In this example, the person who uploaded the image for the first time probably did not anticipate the viral fame and twists put on this image that would follow. I really liked how Lawrence Lessig expressed the idea of remixing and how writing is a way to remix culture. He defines remix as “what we do when we mix together culture or knowledge, and then give others the opportunity to re-express that which we have mixed… culture is remix, knowledge is remix, politics is remix. Remix is how we as humans live and everyone within our society engages in this act of creativity.” This can be hard to do intentionally, and happens more often than not by accident. How can I make something with the idea of recomposition in mind? To me, I believe that the genre has a lot to do with this concern. A long-written document (white paper, lab report, essay, etc.) may be used as a reference for someone else’s work; however, it is unlikely that another person will try to re-purpose the piece. I think that graphics and music are the most common pieces that are likely to be recomposed. In addition, shorter pieces (blog, editorial, press release, etc.) provide an opportunity to be recomposed if they evoke a strong emotional response in the viewer. Something boring will not be recirculated.
My second campaign piece is a flyer that will hopefully draw viewers to my blog. In my opinion, it evokes a gloomy, eerie feeling from the viewer.
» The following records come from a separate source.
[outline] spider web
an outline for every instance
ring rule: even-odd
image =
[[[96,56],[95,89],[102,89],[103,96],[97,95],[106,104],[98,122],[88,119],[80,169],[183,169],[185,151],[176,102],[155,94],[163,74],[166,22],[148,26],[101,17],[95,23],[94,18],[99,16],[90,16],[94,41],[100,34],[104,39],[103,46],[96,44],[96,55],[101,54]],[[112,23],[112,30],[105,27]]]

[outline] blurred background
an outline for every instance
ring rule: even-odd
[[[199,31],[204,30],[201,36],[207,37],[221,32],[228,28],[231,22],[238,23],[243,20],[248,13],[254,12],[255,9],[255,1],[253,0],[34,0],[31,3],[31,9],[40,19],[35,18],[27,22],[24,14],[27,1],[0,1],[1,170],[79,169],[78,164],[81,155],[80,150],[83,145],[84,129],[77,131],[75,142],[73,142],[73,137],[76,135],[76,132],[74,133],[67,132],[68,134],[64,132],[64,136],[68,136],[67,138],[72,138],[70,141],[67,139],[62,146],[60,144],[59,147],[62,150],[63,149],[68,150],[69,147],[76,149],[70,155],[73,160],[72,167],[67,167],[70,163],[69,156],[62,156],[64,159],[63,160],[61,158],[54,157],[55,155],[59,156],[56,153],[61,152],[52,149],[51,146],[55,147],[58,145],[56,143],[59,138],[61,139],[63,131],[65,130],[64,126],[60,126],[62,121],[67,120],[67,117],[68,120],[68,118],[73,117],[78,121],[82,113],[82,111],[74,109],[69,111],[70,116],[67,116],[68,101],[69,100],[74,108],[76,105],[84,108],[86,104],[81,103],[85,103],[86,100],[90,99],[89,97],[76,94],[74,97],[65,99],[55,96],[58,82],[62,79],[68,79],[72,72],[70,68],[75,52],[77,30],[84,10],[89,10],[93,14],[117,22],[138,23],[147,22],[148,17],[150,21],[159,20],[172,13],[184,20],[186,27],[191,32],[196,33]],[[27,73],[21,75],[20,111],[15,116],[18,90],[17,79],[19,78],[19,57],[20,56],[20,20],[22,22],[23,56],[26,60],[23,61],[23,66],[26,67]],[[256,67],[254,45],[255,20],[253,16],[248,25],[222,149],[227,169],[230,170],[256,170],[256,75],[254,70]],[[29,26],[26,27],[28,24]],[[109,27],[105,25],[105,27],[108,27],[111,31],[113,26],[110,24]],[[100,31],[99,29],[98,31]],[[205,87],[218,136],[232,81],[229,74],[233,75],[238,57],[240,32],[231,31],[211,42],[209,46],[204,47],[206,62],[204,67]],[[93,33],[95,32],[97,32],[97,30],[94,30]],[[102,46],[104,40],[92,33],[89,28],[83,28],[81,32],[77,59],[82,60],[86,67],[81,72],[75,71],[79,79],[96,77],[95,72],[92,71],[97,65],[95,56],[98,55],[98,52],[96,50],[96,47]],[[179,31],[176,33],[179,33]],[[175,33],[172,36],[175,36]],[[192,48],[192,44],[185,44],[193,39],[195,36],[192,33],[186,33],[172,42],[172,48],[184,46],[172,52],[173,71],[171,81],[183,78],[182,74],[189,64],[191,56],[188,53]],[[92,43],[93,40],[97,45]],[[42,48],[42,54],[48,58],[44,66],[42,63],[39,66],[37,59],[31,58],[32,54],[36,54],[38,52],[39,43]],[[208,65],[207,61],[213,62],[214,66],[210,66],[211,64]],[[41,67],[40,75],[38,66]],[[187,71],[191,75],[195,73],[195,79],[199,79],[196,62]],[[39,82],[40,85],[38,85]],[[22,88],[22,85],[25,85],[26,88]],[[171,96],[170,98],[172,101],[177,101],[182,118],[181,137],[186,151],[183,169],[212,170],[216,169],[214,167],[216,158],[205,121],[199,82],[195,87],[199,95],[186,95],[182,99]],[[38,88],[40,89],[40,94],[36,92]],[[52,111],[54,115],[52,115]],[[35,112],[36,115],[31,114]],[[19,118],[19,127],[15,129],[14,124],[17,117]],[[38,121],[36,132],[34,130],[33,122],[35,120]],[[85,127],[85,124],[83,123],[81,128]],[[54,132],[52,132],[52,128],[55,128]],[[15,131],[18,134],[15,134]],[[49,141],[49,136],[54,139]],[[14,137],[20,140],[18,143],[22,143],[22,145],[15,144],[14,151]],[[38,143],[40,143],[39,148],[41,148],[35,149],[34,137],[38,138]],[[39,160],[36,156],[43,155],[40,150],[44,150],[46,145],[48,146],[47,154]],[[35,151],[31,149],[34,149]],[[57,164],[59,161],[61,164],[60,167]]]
I anticipate this response; however, someone with a different background or mindset could have a completely different perspective. For the revision of this piece, I will make a greater attempt to produce something that can be recomposed to fit the issues of “scientific uncertainty.” If I can accomplish this, I believe that my campaign will succeed.
Lastly, delivery and rhetorical velocity are crucial in determining whether or not a campaign catches fire or dies immediately. Luckily, we are born in an era where information can be distributed and re-purposed almost instantly with the click of a button. I like how Ridolfo and DeVoss define rhetorical velocity; specifically, how it “refers to the understanding and rapidity at which information is crafted, delivered, distributed, recomposed, redelivered, redistributed, etc., across physical and virtual networks and spaces.” Instead of producing my flyer as a physical printout, I can use the internet and social media to distribute it more quickly. It would be more beneficial for me to work with science and technology “giants” (popular Facebook groups and popular Twitter accounts) to help relay my message quickly and effectively. Posting from my personal accounts would be a waste time since I have ~500 total followers/friends. These accounts can help me reach millions of people, which is the key to keeping a campaign going. Since my target audience is parents, I could also tap into “parental help” groups/accounts as well. For example, there are Facebook groups such as “Kids Health” and “The Average Parent” where a community of parents help instruct one another and offer suggestions. My campaign is centered around recommendations on how to reduce a child’s exposure to electronic radiation. These resources are not ones that I had previously considered, but they may help improve the rhetorical velocity of my campaign.